The govt wouldn't be keeping those crash standards so high if the public weren't so bonkers over the issue.  

 
The lack of truck MPG rules was a loophole around the intent of the existing CAFE laws.  This was obvious 20 years ago.  No decent company builds their entire profit margin on an unsustainable thing like that.  

    

flyinlow

Oil is a renewable energy if you can wait 200 million years for the next batch. :lol:

The universe runs on nuclear energy. Make  electricity and you can reshuffle the existing chemicals into any fuels you want. Alcohol, hydrogen,methane,diesel.

Fusion energy , I think is the long term solution. But until that technology is fully developed we need to use fission.

Conservation will of course be part of the answer, but every BTU of energy on this planet comes from the stars.

I do get feed up with the hysteria and power broking Al Gores in the system.

Look at the way we addapt and improvise our 40 year old cars and we are just hobbyist.

Good old Yankee engineering can solve the problems if we let it.    :Twocents:.

LaOtto70Charger

In Europe those cars were probably turbo diesels.  Try and find one in the states relatively cheap and not in a large truck.  There the VW and some Mercedes but still not common.  Bringing up safety standards try and find a vehicle that will take 3 car seats/booster seats in the backseat.  Minivans can do it but even those not necessarily in a row.  That and than you buy the seat on the width to make it happen. 

As for nuclear energy in whose backyard are you going to build the reactor and store the spent rods thousands of years?

I think they can make the new standards only because they the companies well throw every engineer at it.  Check into all the work the diesel industry has done to meet the 2007 and 2010 standards.  The cost increase though is huge.

Troy

You still can't run everything on diesel - it's a byproduct of refining oil into gasoline.
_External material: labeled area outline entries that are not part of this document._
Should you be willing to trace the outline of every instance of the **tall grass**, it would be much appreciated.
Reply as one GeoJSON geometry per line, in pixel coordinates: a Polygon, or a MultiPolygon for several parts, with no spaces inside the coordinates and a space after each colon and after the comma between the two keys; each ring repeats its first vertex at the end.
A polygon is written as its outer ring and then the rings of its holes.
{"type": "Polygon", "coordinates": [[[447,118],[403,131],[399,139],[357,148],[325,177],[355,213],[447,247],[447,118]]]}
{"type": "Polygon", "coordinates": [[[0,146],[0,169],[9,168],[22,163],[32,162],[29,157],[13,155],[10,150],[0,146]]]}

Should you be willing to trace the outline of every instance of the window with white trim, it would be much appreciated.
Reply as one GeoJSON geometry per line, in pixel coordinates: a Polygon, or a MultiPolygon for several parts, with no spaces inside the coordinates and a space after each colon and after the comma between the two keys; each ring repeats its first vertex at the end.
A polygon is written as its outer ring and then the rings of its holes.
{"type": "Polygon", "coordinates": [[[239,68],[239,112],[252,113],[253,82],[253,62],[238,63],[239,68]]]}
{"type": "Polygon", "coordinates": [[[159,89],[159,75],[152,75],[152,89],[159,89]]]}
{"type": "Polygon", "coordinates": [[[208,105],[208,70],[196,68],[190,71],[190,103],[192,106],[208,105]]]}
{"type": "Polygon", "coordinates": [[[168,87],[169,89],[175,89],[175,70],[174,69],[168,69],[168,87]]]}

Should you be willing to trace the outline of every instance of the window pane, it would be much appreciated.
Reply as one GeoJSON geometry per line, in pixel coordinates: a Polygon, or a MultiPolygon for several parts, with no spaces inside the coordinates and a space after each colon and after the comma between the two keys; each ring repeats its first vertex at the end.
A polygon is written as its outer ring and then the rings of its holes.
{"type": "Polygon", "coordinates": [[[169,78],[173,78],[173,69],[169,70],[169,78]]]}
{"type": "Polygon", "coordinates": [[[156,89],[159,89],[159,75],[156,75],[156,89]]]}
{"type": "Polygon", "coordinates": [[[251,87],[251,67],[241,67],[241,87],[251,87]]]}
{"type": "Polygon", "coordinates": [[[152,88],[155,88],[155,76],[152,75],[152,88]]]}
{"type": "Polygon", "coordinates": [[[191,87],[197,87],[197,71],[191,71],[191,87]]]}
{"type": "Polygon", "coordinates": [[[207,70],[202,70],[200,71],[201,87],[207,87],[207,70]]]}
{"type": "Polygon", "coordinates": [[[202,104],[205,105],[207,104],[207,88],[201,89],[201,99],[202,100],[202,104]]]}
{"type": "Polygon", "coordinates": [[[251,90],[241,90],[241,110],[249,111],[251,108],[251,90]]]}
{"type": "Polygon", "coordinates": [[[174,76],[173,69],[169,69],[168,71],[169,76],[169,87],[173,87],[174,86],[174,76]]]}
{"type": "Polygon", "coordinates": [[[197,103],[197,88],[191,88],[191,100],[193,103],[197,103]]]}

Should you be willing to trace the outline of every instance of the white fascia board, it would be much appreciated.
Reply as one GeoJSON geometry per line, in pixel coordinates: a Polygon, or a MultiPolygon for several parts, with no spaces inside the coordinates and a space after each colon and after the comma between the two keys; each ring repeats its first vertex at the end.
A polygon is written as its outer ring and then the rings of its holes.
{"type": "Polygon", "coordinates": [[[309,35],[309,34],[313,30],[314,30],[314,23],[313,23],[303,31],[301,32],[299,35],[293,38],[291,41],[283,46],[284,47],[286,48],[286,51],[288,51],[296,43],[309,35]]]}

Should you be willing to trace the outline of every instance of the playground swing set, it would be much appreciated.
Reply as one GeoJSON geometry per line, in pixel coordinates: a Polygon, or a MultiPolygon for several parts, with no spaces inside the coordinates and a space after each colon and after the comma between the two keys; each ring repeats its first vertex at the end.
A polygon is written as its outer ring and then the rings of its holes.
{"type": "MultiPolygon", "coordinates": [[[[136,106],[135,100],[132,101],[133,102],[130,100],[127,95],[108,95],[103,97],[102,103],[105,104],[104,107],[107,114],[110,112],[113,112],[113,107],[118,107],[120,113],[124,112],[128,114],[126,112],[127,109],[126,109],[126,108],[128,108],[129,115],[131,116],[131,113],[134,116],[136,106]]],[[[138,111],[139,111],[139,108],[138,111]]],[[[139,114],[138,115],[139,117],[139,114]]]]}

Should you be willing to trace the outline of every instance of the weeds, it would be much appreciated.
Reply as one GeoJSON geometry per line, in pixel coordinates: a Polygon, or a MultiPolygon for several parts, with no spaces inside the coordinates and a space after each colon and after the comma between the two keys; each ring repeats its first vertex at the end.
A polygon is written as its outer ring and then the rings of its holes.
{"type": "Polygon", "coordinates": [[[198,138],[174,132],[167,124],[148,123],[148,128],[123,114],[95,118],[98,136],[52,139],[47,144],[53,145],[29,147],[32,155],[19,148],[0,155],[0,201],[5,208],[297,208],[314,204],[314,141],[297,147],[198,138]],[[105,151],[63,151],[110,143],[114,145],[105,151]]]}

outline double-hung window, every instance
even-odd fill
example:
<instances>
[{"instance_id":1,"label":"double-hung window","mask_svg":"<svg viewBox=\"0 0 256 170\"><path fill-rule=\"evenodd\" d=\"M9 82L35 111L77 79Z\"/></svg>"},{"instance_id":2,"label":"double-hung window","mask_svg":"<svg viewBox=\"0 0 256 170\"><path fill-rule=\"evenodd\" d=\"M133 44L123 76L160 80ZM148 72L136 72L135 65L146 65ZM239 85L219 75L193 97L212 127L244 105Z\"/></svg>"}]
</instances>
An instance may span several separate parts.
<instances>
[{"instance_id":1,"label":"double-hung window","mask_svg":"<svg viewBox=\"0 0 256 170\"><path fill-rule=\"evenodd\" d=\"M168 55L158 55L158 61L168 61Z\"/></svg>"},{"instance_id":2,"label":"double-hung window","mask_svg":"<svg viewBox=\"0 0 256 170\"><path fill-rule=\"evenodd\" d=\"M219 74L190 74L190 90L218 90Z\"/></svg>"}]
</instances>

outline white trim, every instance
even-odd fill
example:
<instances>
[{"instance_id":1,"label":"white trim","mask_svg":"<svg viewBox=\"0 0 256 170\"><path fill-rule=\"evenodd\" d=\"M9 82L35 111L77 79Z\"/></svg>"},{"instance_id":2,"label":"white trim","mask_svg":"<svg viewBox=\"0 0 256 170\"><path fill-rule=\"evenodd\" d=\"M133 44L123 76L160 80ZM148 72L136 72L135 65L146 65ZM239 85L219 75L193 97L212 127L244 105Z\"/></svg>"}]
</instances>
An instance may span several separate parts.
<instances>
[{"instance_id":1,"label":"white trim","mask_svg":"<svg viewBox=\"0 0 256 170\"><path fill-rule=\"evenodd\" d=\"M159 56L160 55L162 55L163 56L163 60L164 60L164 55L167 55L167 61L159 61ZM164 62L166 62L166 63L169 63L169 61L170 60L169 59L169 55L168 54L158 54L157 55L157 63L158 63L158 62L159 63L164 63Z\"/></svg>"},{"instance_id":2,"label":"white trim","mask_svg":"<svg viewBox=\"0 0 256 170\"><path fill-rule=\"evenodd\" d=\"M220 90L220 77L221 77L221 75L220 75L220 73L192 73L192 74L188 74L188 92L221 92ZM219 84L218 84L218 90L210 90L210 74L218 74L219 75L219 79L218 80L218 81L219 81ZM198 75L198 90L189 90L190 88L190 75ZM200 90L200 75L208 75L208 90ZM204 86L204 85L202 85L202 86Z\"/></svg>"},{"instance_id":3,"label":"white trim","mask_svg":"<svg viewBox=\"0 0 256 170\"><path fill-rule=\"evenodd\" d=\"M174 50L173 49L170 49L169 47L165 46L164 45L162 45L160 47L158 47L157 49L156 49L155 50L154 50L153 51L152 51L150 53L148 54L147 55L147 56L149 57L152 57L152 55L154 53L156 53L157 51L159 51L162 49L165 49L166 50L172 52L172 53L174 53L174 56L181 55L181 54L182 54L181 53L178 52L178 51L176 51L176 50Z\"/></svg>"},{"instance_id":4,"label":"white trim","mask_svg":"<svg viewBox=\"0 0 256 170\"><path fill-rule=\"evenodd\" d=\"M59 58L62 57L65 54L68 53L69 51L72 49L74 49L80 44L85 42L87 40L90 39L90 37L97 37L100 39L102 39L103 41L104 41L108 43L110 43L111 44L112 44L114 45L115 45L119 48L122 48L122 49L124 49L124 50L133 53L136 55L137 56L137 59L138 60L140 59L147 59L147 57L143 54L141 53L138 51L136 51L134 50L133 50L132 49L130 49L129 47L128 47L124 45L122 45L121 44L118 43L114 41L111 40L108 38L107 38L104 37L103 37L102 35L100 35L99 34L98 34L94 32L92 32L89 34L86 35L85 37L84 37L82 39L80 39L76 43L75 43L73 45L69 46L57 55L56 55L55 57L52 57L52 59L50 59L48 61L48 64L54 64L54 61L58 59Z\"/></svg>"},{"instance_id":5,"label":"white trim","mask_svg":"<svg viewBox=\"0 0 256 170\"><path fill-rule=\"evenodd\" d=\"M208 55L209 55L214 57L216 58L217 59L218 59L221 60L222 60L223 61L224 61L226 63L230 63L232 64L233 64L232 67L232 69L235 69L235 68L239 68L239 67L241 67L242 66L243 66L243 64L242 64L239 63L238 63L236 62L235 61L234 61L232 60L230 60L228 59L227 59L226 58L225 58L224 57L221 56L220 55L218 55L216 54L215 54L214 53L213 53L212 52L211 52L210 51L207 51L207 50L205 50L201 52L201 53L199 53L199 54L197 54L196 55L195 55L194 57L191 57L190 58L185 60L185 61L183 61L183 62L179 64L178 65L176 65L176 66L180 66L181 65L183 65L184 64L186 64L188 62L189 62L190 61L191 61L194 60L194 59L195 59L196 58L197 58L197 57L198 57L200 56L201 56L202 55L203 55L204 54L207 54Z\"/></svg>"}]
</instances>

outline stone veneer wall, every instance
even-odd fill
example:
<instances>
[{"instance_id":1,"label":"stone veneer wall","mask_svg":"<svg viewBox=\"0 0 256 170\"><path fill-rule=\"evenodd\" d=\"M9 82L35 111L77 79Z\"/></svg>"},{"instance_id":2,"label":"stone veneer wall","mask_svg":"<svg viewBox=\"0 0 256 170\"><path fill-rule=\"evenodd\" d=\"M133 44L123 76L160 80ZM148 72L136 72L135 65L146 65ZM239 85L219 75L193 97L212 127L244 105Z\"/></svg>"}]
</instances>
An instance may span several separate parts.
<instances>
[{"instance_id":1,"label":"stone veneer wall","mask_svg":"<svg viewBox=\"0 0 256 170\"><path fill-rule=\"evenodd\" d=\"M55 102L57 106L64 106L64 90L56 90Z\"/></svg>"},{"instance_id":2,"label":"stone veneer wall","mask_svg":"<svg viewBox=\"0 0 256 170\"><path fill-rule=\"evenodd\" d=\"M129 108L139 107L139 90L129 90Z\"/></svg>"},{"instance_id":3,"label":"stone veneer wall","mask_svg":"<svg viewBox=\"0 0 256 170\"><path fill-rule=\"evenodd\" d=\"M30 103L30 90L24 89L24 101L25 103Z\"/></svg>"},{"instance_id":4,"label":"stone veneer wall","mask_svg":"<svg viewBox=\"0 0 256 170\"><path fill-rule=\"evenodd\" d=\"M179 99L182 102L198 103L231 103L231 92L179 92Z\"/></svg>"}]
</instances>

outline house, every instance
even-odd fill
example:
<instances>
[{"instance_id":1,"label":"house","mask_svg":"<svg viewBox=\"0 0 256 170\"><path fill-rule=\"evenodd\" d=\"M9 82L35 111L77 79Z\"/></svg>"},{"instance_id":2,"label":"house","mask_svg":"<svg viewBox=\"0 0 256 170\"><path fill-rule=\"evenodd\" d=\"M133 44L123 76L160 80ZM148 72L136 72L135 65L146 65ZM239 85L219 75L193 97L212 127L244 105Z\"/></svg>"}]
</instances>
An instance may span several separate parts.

I'm all for improving fuel economy and emissions. I was just wondering if it's a case of too much, too fast? Since the general trend (in consumers) is to save money (and some "save the planet") I'd think the manufacturers would be trying their hardest to build cars they can market to that audience. I'm always hearing commercials touting the overall mileage/efficiency of a brand. Companies will spend money on the technology if its a financially sound plan (ie we won't see jet engines or flux capacitors in them any time soon). I like the new direct injection technology and I can see that as the next big step. I don't think the cost is a major deterrent and the benefits seem pretty big.

Troy
Sarcasm detector, that's a real good invention.